Was hasst ein Läufer oder eine Läuferin am meisten? Nein, nicht Holger, sondern dass eine Verletzung oder Erkrankung auftaucht, wenn man gerade spürt, dass es aufwärtsgeht.
Zu dieser Jahreszeit kann ich ein Lied davon singen, welche Verletzungen, Erkrankungen oder auch familiäre und/oder berufliche Probleme den Greifclub-Mitgliedern widerfahren.

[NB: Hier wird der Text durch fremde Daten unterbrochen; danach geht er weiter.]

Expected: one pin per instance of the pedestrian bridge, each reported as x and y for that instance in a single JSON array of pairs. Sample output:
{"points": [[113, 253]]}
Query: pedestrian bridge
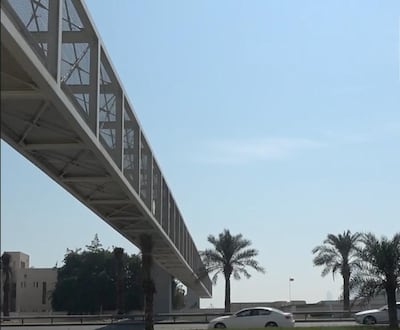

Und in dieser Situation werde ich oft angeschrieben oder angesprochen und um Hilfe gebeten. Selbstverständlich stehe ich mit Rat und Tat unseren Klubmitgliedern zur Seite. Traurigerweise bin ich kein Doktor Strunz, der Wunder verrichten kann. (Ich meine das nicht hämisch, sondern anerkennend).
Das, was so viele von mir wollen, ist der Rat, einfach weiter zu trainieren und die Erkrankung oder Verletzung zu ignorieren. Das geht in der Regel meist schief, denn eine Erkrankung muss genauso ausheilen wie eine Verletzung und beides braucht Zeit.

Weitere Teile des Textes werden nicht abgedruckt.